Today was the feast day of Saint Maximilian Mary Kolbe, and I spent a lot of time thinking about him. When Maximilian was canonized by Pope John Paul II, the pope proclaimed him The Patron Saint of Our Difficult Century. He was a great evangelizer and defender of the faith, as well as a protector of Jews and a fierce critic of Nazism – a witness which eventually landed him in Auschwitz as a prisoner.
It was there that his legend was cemented. In retribution for an attempted prisoner escape, the deputy commander of the death camp ordered ten men from Maximilian’s barracks to be sent away to be starved to death. One of the men cried out in grief over his family, and Maximilian stepped forward to take his place. The man survived to personally see Maximilian canonized 41 years later.
The 20th century was nothing if not the stage for the full flowering of Enlightenment deism into outright atheism, and its attendant religiously-flavored inanities. Maximilian’s sensibilities were very much shaped by his experience of the hostility of Europe’s public order toward the Church. As waves of nationalism, socialism, and finally National Socialism, reverberated through the remnants of Christendom, sweeping away traditional meanings of community, the vacuity of the “Enlightenment” project was once for all exposed in the unimaginable darkness of abject brutalities, culminating in the misanthropic hell holes of places like Auschwitz.
Maximilian, in the very midst of the madness, responded in the only way the Church can.
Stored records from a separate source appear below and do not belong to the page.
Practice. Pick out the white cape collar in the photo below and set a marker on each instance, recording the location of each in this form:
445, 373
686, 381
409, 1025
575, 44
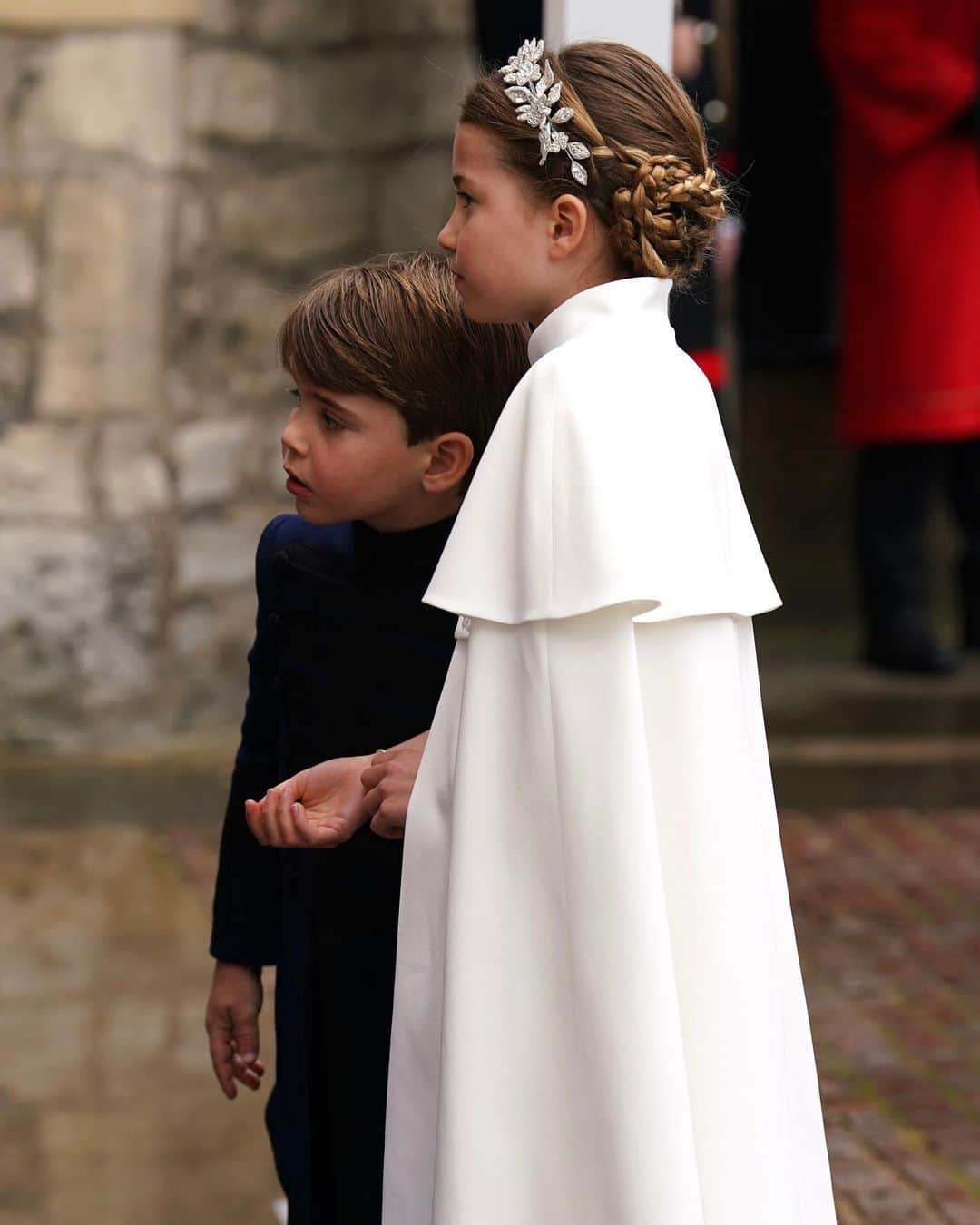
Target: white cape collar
601, 304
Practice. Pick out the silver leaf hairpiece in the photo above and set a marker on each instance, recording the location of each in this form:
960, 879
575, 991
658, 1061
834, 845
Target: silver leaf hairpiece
534, 91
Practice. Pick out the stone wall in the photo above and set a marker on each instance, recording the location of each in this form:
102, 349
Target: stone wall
172, 172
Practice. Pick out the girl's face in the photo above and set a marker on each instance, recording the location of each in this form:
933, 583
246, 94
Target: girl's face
346, 457
499, 235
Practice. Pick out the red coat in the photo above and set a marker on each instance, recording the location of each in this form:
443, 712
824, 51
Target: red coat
906, 74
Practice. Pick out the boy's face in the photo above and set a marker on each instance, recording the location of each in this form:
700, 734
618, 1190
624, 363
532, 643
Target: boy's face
347, 458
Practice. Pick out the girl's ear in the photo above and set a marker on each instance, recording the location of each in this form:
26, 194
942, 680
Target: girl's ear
569, 220
450, 459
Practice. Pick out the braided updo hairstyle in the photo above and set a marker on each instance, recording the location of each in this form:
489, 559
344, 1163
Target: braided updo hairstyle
651, 181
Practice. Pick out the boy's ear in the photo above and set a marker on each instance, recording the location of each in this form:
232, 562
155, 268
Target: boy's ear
450, 459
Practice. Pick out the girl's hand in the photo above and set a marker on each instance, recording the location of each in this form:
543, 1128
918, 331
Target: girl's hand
321, 806
388, 781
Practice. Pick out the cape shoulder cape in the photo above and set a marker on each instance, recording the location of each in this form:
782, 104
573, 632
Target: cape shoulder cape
606, 480
598, 1008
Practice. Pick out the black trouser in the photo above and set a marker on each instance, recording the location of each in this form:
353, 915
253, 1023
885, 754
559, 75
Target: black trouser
899, 485
350, 989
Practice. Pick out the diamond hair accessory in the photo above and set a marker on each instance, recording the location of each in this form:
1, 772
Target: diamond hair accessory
534, 91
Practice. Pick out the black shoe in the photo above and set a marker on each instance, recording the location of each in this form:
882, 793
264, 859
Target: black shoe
969, 582
904, 652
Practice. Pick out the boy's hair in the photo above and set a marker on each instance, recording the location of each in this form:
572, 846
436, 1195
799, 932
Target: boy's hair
650, 179
394, 328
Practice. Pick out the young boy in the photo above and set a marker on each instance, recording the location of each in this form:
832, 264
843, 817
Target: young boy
396, 397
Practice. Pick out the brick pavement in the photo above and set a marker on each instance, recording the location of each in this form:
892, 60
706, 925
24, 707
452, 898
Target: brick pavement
887, 909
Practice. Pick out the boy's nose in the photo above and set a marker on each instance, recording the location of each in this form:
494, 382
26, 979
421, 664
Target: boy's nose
291, 436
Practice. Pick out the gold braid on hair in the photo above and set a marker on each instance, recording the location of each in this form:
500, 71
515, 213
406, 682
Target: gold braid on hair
664, 216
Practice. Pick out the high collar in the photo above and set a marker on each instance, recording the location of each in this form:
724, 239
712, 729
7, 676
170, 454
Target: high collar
598, 305
386, 555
He followed his Lord in offering his life, not only for his neighbor, but for his neighbor’s family.
It’s no accident of history that the descent of civilization into various barbarisms in the 20th century has left the 21st century with a legacy of broken families, the destigmatization and social embrace of fornication, a view of sex even within marriage that is radically divorced from its organic meaning in fatherhood and motherhood, the utter collapse of nature’s most fundamental bond of love in the unspeakable crime of abortion, and now, even the attempt to erase the memory of marriage from the consciousness of humanity by perverting its meaning, so that future generations will not even possess a word by which to distinguish marriage from other, non-covenantal, and even explicitly self-centered, domestic arrangements. There will be no thread binding the family together that is left unrepudiated, except the duty of children towards parents – and the wheels of “progress” are already moving to dismantle what remains of that, as society prepares to implement the mirror-image function of abortion in Kevorkianism.
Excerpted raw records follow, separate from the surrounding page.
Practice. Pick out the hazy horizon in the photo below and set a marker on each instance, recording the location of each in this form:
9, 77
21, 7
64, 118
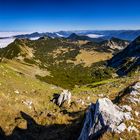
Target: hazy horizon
56, 15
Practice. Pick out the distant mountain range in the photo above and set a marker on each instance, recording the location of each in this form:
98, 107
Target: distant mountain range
100, 34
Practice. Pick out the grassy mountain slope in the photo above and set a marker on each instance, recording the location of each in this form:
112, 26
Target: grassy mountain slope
128, 60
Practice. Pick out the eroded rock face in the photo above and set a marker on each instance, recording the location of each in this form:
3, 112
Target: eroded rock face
65, 96
102, 116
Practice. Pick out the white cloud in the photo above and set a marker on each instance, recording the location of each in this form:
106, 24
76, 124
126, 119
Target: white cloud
94, 35
10, 34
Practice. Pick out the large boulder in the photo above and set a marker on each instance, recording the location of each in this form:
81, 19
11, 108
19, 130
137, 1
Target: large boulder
101, 117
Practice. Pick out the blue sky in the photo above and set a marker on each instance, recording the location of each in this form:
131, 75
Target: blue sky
54, 15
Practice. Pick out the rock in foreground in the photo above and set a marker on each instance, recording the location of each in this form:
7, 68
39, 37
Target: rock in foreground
101, 117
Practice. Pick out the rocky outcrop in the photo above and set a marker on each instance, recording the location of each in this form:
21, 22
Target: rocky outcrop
101, 117
65, 96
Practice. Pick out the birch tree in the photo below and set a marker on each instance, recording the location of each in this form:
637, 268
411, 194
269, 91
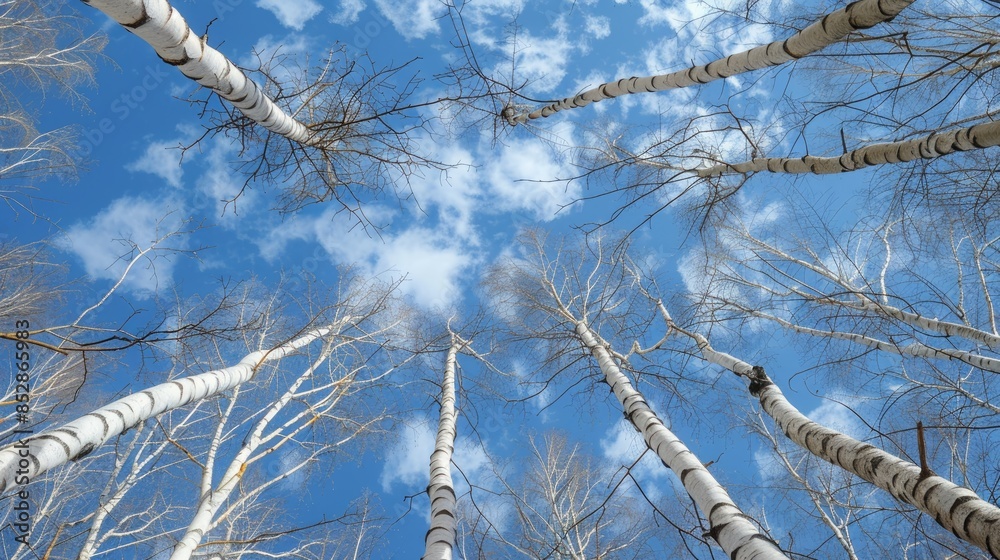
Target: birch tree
566, 505
832, 27
572, 297
42, 50
339, 132
898, 311
440, 540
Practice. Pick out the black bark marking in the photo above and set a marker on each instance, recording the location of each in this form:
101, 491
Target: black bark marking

It turns out, it seems, that the family and civilization do not so much support each other, as reflect each other in different historical permutations of the same reality. The family is to civilization as the fetus is to the adult. You cannot destroy one without destroying the other. This is the true crisis of our age, as John Paul II (and his successor) understood as well as anyone. And that Maximilian of Auschwitz is also the patron saint of families is no coincidence.
We need more men like Saint Maximilian with the courage, and the prudence, to offer their lives for the sake the family. The truth is that the world is not so much saved one soul at a time, as one family at a time.
“Believe in the Lord Jesus and you and your household will be saved.”